Doug Anderson, who has also worked on several landmark BBC/Discovery nature documentaries including ‘Blue Planet,' ‘Planet Earth' and ‘Life,' is currently on Island working with LookBermuda on a new BBC series called ‘The Hunt.'
“We're looking at the link between predator and prey and the evolutionary arms race that happens over time,” he said. “We'll be on the Island for about three weeks looking a the Sargassum Frogfish, which lives in the seaweed.
“It's on the opposite end of the spectrum of the sea predators you think of like the marlins. He's about two-and-a-half inches long and walks through the seaweed.”
He said series is likely to be broadcast sometime towards the end of 2015, noting that such documentaries can take years to go from the planning stages to completion.
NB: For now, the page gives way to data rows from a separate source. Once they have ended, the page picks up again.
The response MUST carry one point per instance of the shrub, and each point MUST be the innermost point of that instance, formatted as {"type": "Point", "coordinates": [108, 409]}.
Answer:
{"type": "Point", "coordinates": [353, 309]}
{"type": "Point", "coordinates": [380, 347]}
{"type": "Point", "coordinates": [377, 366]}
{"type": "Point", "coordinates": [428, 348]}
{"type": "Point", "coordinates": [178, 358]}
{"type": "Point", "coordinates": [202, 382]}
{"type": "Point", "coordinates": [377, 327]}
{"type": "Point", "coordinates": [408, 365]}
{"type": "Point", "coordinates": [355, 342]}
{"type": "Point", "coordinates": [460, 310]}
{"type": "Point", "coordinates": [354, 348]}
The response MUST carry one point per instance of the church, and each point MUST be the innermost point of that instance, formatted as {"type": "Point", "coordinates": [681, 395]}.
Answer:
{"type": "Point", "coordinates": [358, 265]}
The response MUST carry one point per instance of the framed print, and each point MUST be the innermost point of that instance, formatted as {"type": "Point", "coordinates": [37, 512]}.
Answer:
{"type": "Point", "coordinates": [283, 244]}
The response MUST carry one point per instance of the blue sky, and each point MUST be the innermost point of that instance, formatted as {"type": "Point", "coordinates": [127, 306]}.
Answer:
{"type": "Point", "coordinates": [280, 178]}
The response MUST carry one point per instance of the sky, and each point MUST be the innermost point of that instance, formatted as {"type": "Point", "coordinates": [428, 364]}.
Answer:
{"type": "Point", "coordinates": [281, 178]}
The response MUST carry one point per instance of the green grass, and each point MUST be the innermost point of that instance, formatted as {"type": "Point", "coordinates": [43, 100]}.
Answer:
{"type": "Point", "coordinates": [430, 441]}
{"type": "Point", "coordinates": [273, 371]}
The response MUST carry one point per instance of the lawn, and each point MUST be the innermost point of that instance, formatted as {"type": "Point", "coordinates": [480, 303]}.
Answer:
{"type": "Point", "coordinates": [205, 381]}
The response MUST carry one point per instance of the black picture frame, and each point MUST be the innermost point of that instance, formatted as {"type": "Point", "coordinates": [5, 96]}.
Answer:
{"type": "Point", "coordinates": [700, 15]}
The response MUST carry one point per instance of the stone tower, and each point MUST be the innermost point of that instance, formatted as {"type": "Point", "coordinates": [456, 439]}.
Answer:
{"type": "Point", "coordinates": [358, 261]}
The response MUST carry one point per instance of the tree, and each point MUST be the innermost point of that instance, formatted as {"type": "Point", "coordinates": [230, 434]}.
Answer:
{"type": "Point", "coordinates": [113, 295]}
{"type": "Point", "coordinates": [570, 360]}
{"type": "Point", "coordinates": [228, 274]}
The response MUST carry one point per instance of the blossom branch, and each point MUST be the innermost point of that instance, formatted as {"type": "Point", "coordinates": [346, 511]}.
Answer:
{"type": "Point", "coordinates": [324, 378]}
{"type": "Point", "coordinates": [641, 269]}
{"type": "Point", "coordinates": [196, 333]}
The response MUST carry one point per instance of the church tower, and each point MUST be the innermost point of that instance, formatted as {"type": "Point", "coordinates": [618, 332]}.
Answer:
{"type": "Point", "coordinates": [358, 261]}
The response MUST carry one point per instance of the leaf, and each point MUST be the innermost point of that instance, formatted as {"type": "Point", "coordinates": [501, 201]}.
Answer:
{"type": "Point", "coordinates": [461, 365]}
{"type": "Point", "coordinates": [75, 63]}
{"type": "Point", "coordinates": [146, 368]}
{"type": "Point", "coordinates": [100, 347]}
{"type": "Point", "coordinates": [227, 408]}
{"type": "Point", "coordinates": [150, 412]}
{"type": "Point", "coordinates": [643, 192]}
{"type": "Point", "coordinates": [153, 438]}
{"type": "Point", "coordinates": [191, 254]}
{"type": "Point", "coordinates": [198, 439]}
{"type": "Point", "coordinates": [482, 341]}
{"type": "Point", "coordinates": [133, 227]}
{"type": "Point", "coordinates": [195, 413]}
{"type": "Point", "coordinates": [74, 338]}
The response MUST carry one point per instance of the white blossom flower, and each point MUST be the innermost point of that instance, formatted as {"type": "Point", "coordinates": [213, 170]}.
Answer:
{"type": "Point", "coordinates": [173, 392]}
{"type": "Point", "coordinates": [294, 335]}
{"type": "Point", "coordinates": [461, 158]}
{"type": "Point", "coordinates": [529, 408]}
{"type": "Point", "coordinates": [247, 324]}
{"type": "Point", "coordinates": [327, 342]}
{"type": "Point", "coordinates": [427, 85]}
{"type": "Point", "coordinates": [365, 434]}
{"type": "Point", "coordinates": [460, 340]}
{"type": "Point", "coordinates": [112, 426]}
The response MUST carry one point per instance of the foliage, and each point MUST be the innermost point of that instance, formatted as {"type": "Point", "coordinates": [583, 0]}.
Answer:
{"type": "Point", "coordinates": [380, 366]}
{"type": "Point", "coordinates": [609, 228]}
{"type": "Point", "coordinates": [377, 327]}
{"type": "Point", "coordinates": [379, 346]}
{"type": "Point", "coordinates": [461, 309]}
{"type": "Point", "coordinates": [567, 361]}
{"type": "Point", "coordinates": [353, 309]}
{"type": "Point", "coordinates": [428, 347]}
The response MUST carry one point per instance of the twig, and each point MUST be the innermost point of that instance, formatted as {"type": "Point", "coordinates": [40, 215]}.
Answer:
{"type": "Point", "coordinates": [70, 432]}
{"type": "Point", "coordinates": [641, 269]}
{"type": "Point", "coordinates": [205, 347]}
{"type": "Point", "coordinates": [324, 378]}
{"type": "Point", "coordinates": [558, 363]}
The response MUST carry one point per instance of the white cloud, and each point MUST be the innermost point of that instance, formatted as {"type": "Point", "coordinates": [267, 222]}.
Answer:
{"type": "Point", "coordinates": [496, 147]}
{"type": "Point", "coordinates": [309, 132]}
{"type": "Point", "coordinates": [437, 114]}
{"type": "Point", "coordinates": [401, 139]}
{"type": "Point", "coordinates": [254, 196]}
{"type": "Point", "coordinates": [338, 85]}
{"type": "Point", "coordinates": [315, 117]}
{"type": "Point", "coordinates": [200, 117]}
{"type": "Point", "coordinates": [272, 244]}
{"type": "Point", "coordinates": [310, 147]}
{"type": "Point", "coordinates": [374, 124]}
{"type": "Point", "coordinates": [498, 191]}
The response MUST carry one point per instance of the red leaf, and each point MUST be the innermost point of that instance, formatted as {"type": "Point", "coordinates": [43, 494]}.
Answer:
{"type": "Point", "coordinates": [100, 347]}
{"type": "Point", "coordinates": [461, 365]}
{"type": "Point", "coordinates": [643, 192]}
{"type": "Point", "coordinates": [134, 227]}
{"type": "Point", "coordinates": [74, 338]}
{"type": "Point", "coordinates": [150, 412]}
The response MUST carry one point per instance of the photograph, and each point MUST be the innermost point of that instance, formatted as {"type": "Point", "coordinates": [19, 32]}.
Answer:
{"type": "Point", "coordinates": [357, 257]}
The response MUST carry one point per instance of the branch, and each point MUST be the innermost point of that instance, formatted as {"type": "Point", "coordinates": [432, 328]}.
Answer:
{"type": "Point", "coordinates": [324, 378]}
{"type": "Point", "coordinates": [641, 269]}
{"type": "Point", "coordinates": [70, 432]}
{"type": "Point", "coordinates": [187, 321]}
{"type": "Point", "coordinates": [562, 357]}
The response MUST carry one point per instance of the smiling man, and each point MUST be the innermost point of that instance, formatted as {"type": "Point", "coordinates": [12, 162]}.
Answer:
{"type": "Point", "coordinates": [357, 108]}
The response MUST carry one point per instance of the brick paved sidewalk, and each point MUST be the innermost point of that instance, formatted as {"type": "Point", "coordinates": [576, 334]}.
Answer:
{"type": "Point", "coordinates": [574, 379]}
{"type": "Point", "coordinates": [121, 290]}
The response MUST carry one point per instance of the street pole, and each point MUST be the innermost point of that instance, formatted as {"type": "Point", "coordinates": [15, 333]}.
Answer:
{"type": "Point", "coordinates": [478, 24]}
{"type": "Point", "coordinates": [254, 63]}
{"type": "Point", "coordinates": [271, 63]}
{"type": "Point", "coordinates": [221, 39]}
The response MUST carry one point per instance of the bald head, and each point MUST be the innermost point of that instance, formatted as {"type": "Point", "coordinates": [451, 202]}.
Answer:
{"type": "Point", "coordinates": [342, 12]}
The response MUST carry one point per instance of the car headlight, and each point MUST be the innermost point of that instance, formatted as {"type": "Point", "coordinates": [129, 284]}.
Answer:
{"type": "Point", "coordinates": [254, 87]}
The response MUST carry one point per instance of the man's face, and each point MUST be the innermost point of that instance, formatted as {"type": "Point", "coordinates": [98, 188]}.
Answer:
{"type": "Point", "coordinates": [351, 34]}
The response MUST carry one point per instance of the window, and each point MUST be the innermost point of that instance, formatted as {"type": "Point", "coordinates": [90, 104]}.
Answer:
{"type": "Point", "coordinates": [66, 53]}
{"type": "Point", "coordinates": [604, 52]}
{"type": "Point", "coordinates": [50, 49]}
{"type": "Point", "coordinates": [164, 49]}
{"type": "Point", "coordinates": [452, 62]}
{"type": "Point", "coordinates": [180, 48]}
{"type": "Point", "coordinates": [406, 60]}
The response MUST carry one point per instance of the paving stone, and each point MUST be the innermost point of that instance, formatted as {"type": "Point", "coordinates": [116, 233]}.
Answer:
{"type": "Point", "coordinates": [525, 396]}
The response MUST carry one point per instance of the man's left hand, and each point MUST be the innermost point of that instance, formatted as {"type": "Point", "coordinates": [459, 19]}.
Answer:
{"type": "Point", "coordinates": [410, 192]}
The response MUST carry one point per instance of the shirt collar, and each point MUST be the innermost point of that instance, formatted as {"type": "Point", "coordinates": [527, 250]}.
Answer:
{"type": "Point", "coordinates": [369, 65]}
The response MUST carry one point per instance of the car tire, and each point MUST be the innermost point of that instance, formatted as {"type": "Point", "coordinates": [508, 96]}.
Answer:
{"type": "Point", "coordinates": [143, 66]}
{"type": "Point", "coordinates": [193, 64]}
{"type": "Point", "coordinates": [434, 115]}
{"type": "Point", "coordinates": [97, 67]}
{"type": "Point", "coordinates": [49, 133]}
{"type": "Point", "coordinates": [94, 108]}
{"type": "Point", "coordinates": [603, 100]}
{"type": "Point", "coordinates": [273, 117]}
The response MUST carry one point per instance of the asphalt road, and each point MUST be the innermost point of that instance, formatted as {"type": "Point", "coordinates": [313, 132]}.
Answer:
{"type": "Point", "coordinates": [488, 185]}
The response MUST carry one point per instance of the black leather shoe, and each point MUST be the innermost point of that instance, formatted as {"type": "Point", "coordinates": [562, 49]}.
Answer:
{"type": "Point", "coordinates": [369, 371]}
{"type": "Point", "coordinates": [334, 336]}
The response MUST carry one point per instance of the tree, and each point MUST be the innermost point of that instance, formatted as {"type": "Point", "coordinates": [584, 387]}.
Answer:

“There's about a year of planning and two years in the field,” he said. “Then there's about another year of post production with the editing, the music and the narration. It just takes a long time for a big series. It's really difficult to do it in less than two seasons.”
The cameraman said this is his first visit to the Island, joking: “Compared to ‘Frozen Planet,' it's certainly warmer.
“It's a nice, beautiful Island and an amazing place. It's one of those places I have always dreamed about coming to. There's almost no continental shelf. It just goes straight into the abyss, which makes it perfect for a lot of marine life.”
Along with filming, Mr Anderson is set to give a speak this evening on his experiences filming the ‘Frozen Planet' series in a presentation at the Bermuda Undersea Exploration Institute.
The presentation, titled “Orcas to Ice Diving” will cover all aspects of the challenging shoot in both poles.
“It was a four-year project from door-to-door,” he said. “We spent two seasons in the Arctic and Antarctic filming.”
One of the highlights, he said, was having the opportunity to film killer whales creating waves to wash seals from sea ice into the water — a rarely seen hunting strategy. “It was first recorded around a hundred years ago, but it's just not something we've seen often since then,” he said. “The problem may be that the killer whales may find it more difficult to use that technique as there is not as much sea ice where they can do it.”
The lecture is scheduled to begin at 7pm, with doors opening at 6.45pm. Tickets cost $20 for BUEI members and $25 for non-members.